Darth Vader Mask Build

A while back, in college, I had modeled Darth Vader for a project that ultimately never got finished. I spent a while making it as accurate and faithful as possible. A few months ago, I was thinking of projects to do, and remembered I had this model sitting on my computer. So I decided it might be fun to do build a paper-craft version of it. I documented the build process:


Just like my Baymax project, the original helmet was modeled in Blender, then made low res, and sent to Pepakura.


I originally intended to use cardboard, but I realized it was too thick, and had too much of a bias along the corrugation, making it difficult to bend. I switched to a thinner mat board. It’s much easier to bend across the grain, and allowed for finer detail. Also, it comes in black, which lends to the final look.

Something I didn’t anticipate was the poor strength of the boards layers. I ended up having to re-glue a lot of areas to re-enforce the attachment.

For the the side tubes, I rolled up black art paper. The metal knobs on the front are….thumbtacks…

I lucked out with the mouthpiece grates, though I had to sacrifice a portion of my ironing board, which was made of the perfectly sized metal grating. Sometimes you just have to make sacrifices for art…

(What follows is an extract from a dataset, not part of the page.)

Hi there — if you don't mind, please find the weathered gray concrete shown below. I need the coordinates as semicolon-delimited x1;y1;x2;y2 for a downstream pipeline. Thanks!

I got a bit lazy with the eyes. I had a paper covered plastic ornament, which was just about the right size for the eyepiece. Of course, you can’t see through them, though, it was never really an intention that this would necessarily be wearable. Even though it was already black, I painted it with a coat of “glossy” acrylic, to make it shine, and cover up ugly seams.


Stuff I do at Work

I try not to show off that much, but..It’s that time of year. This past year, I helped bring Zootopia to life. It was a very stressful and challenging project, but I’m super proud of the work I did on it, and that I got to be part of such an amazing and beautiful film.

Anyways, I don’t often get to show some of the behind the scenes things I do at work. Yesterday a Great Article was posted on Engadget that focuses on some of the technology that we use in Look Development, which includes fur grooming and rendering, and vegetation. I was surprised to see this image, which I put together for a press presentation last month:


One of my big tasks on Zootopia was to help develop the vegetation and look of the rain forest environment. This was a particularly fun task for me, since I love plants, and procedural modeling. I used our in-house plant modeling tool, Bonsai, to create all of the plants in the image above, and XGen to place them in the set.

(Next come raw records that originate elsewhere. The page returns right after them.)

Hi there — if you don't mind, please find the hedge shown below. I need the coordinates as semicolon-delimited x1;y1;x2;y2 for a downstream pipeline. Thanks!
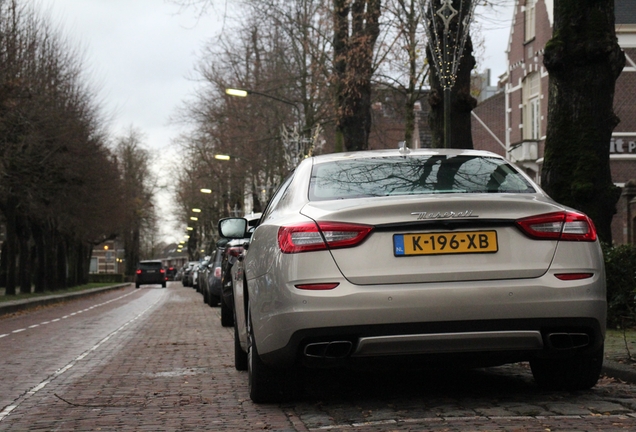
603;243;636;328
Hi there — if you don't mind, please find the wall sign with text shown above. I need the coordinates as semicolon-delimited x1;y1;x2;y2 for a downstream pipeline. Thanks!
611;138;636;154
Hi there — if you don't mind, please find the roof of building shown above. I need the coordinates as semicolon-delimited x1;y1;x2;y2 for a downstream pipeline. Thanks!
616;0;636;25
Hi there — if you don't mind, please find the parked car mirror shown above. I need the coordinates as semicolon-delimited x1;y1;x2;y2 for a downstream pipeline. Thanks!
218;218;248;239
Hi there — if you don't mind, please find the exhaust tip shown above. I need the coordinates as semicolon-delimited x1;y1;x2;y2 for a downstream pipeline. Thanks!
304;341;353;359
548;332;590;350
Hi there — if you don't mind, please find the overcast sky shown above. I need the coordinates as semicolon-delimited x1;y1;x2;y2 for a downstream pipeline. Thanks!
37;0;515;244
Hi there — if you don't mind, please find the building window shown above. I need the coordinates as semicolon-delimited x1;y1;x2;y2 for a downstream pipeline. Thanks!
523;73;541;140
525;0;536;41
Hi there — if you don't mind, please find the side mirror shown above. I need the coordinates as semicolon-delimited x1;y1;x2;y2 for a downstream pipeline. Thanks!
218;218;248;239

I’m a look development artist, which on paper doesn’t really include software development and programming. We primarily create textures, materials, groom hair and fur, and populate sets with vegetation and debris.

In fact, when I started at Disney, I had little interest in writing code. Over the last few years, I taught myself Python, and dabbled in some C++. As I began to play with a young version of Bonsai, I saw its potential, and somehow got myself into actually helping to write code for it. The main developers and TDs were great about helping me learn and have me contribute to the software. There’s something satisfying about being able to build a tool, then actually use it to complete your work. I like the challenge of the problem solving that coding requires, but It also enabled me to focus on the creative aspect of my job.


I also did a bunch of character work. Here’s a few of my favorites:

I was primarily focused on the hair and fur groom, shading, and texturing. For something like a lion’s mane, we use a plugin to sculpt volumes that feed into XGen, and shape the hair groom. Inside XGen, we can apply procedural effects to add noise and clumping, or even attach things to the hair. I may have hid some things in the Yak’s hair.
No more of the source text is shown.